Scuola: tanti i tagli, anche alla «fragilità». E il futuro si fa precario

Qualche giorno fa la protesta delle maestre, oggi parliamo con Sabina Galleri, delegata RSU che quel giorno c'era, con tanto di vestito nero e cartelli. "La situazione non è sostenibile, non possiamo rinunciare ai bambini"

Una maestra sostenibile, nei limiti del possibile, perché anche sotto l’acqua spesso torna a casa in bicicletta. Quello che non è sostenibile per Sabina Galleri, rappresentante RSU CGIL e maestra della scuola dell’infanzia in quel di Brescia, è proprio il futuro della scuola: lei, insieme ad altre, è stata la protagonista della silenziosa protesta, delle maestre vestite a lutto nel giorno stesso in cui la città festeggiava i 130 anni della scuola materna. “C’è poco da festeggiare – ci racconta proprio Sabina – Se fino a qualche anno fa la scuola pubblica bresciana poteva sembrare un’avanguardia oggi tutto è cambiato, scelte di Governo ma scelte anche locali. Se prima il servizio c’era, con una grande attenzione alla qualità, ora tutto sta scomparendo”.

Non scompariranno le proteste, ancora in gestazione uno sciopero, a breve anche un’assemblea generale. Perché i tagli sono concreti e mirati: “Hanno tagliato le sostitute, quando l’insegnante è assente ora abbiamo una supplente a orario ridotto, senza poter garantire il servizio di compresenza. Hanno ridotto gli incarichi, le insegnanti assunte per sei mesi o un anno possono lavorare solo part-time, hanno ridotto i sostegni alla disabilità, sono riusciti a tagliare anche sulla fragilità. In qualche modo siamo riusciti a mediare, distribuendo le ore di sostegno in base a gravità e disagi. Senza dimenticare i piccoli tagli del quotidiano, come i pulmini o le gite”.
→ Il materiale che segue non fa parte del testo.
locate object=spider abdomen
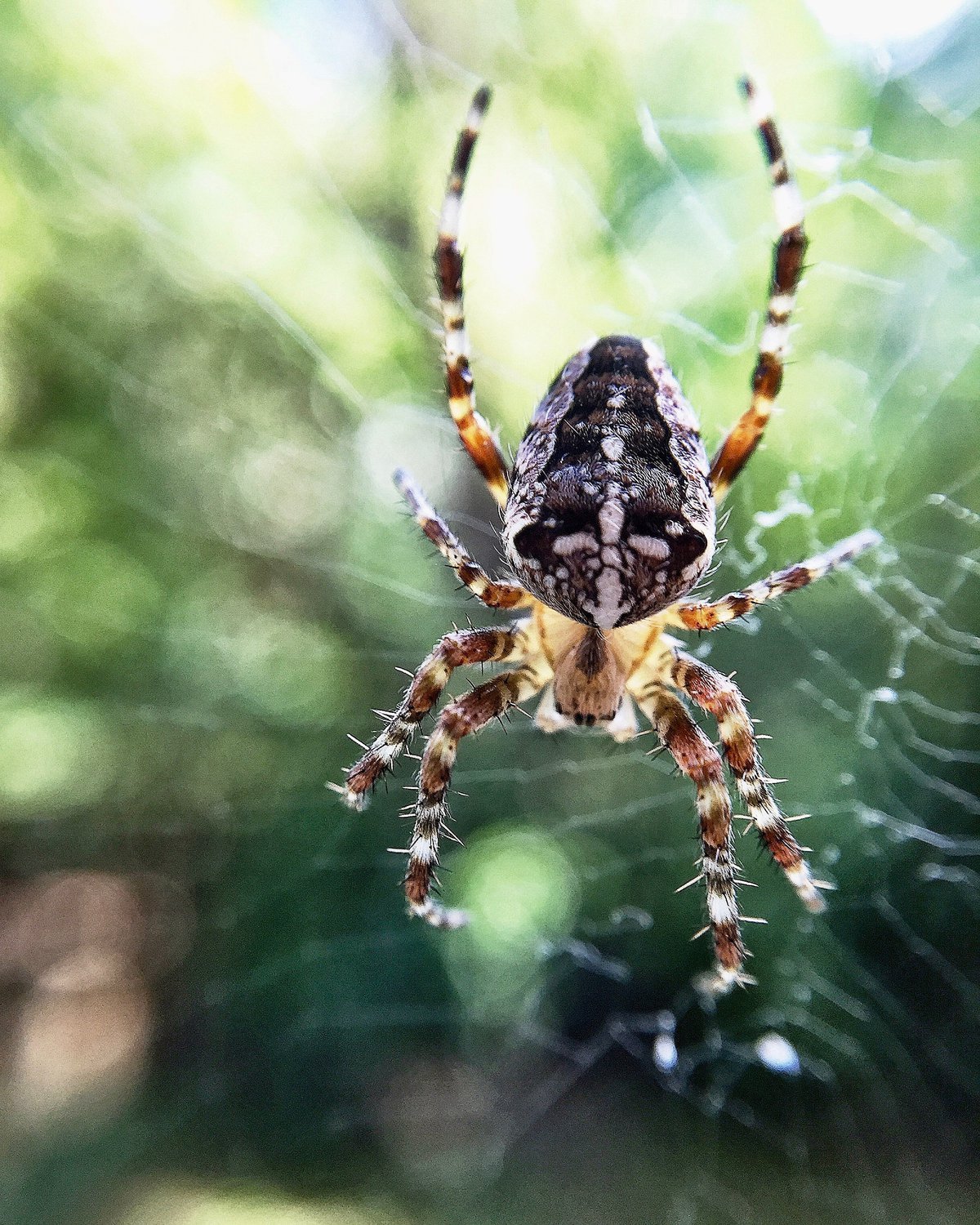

Fa tutto parte di un quadro generale di risparmio, e di riduzione dei costi di gestione. Lo scorso luglio la conferma dell’aumento dei bambini per insegnante, fino a un massimo di 30 alunni, lo scorso anno la chiusura di tre sezioni che scatenò la protesta di genitori e insegnanti proprio al di fuori della Loggia, sei insegnanti in meno e bambini ‘ridistribuiti’. “La politica del risparmio, loro si appoggiano a questo. Parlano di adeguamento alle normative statali proponendo però tutta un’altra organizzazione, e tutta un’altra serie di contratti. Il problema è il voler disinvestire nella scuola pubblica, noi ci proviamo a tenerla in piedi, facciamo il possibile ma è difficile mantenere il servizio, i bambini hanno esigenze diverse, stiamo parlando del loro sviluppo primario”.

Tanto che in una società multietnica mancheranno i mediatori linguistici, e pure gli sportelli psicologici. Eppure i soldi sembrano esserci, visto che il Comune qualche investimento lo fa ancora, qualche opera è rimasta in programma. L’abbattimento della Tintoretto, il parcheggio sotto il Castello, altre operazioni d’immagine: “Sembra che non ce sono mai e invece ce ne sono sempre. Ma solo per la Brescia da salotto, che può anche andare bene, ma prima di tutto vengono le politiche sociali! E non solo la scuola, anche i servizi sociali, il trasporto disabili, i pasti per gli anziani.. Se mancano i servizi primari è inutile cercare di paragonarsi ai grandi Paesi dell’Europa che conta, noi stiamo retrocedendo”.

“L’istruzione e la cultura sono insieme basi e insieme radici, senza di esse abbiamo già perso. La scuola dell’infanzia vale come prima esperienza, esperienza fondante e pedagogica, e soprattutto educativa. I cittadini responsabili del prossimo domani passano anche (e soprattutto) da qui”.